Prima o poi accade. Come tutte le storie d’amore le passioni iniziali si sopiscono lasciando spazio alla fredde analisi di pregi e difetti. Abbiamo visto Kong – Skull Island in Dolby Atmos in sala Energia al cinema Arcadia di Melzo.
“Ma cosa credi? Che con tua madre tutte le sere ci arrotoliamo sul letto? E’ normale che si perda un po’ di passione!”
Chi vi scrive non poteva strappare parole migliori che quelle di Mad Max, il padre sempre in collera di Jordan Belfort, per definire l’esperienza cinematografica in sala Energia.

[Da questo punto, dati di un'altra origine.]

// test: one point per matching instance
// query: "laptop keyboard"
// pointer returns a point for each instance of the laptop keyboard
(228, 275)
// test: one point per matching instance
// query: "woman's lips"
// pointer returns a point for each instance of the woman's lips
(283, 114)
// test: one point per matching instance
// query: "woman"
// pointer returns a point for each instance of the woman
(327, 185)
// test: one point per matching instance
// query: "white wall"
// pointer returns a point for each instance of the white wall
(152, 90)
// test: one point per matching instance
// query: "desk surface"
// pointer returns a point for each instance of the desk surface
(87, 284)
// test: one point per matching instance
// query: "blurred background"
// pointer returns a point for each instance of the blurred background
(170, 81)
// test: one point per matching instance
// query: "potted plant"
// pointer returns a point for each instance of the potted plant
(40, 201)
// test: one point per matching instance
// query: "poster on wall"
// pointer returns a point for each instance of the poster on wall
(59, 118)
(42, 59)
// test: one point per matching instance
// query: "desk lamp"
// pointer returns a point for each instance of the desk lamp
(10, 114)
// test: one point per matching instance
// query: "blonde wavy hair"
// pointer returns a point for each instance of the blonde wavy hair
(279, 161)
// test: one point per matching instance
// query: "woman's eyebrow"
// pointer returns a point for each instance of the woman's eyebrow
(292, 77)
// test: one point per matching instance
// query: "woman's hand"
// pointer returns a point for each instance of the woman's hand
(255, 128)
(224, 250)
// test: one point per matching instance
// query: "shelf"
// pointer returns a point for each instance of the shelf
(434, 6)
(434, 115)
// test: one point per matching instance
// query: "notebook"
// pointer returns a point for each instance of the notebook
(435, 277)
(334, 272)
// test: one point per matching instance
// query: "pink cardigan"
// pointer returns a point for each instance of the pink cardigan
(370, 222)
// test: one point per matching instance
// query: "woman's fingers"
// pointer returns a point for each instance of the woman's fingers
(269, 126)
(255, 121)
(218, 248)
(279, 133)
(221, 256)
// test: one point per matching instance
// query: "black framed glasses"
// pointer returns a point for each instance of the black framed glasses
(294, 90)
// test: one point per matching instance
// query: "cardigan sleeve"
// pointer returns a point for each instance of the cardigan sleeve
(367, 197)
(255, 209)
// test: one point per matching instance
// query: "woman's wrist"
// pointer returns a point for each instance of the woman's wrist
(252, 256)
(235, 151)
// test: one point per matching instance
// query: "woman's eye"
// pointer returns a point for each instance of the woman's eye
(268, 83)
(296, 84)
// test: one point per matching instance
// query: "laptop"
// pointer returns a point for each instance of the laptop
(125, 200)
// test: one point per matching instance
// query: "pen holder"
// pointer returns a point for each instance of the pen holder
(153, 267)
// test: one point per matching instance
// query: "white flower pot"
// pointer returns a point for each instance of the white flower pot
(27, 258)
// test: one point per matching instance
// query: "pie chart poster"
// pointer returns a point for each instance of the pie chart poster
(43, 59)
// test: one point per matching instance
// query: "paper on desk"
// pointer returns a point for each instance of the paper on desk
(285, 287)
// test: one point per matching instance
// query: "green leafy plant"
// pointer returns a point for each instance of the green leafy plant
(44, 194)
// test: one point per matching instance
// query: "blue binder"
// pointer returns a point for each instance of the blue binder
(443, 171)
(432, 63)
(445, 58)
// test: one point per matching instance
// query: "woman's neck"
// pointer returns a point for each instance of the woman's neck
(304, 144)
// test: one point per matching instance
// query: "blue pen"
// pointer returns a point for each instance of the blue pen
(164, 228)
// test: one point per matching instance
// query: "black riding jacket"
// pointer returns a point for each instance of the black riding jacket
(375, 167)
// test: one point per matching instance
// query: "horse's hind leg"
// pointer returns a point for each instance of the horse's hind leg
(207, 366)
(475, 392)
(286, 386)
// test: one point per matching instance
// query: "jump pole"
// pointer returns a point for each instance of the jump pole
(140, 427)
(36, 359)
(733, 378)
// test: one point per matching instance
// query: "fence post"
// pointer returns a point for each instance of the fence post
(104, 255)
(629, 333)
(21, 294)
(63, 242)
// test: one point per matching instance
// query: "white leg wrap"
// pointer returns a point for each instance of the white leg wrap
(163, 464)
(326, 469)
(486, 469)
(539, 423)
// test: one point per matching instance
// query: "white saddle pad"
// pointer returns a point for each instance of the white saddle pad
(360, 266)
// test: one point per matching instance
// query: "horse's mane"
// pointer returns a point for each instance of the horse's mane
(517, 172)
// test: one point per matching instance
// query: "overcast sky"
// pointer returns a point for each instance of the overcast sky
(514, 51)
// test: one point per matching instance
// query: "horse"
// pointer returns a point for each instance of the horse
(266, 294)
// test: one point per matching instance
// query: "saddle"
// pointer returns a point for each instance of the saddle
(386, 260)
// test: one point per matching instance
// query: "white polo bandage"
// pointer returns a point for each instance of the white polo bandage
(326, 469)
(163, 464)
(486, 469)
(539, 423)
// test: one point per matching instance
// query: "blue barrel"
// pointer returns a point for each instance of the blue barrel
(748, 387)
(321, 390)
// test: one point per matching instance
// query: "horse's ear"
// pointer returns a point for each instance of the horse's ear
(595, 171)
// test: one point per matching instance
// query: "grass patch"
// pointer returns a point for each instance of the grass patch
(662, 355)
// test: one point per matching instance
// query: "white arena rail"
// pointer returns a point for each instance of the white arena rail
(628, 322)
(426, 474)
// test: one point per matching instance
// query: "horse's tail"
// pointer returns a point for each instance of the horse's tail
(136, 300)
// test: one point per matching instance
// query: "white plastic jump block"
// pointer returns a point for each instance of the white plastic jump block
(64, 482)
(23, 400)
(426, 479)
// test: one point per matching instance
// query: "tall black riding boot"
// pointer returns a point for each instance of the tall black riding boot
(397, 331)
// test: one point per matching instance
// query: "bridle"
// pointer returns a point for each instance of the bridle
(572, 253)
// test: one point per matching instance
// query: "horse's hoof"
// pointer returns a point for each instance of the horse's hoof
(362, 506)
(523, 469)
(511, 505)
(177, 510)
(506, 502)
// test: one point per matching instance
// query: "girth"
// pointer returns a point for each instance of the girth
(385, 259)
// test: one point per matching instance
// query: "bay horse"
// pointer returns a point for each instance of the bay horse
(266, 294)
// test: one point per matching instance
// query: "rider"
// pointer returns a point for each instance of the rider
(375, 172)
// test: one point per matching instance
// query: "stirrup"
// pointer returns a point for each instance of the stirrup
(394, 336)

Nel Lupo di Wall Street si parla di amore, rapporti extra-coniugale, tradimenti. L’esuberante broker vestito da Leonardo DiCaprio si confida in uno dei rari momenti con la figura paterna. Il sesso con la moglie non è bello come appena sposati. Manca un che di profumo e poesia. La relazione è sfociata nell’inevitabile abitudinario e il gallo cedrone della Grande Mela non può più soddisfare tra le lenzuola domestiche le proprie necessità sessuali.
La visione di Kong- Skull Island in Dolby Atmos presso il cinema Arcadia di Melzo ricalca le stesse dinamiche. Scopriamone assieme le ragioni in un viaggio che ripercorre, non modestamente, dieci anni di frequentazione della sala più ambita del nostro Paese.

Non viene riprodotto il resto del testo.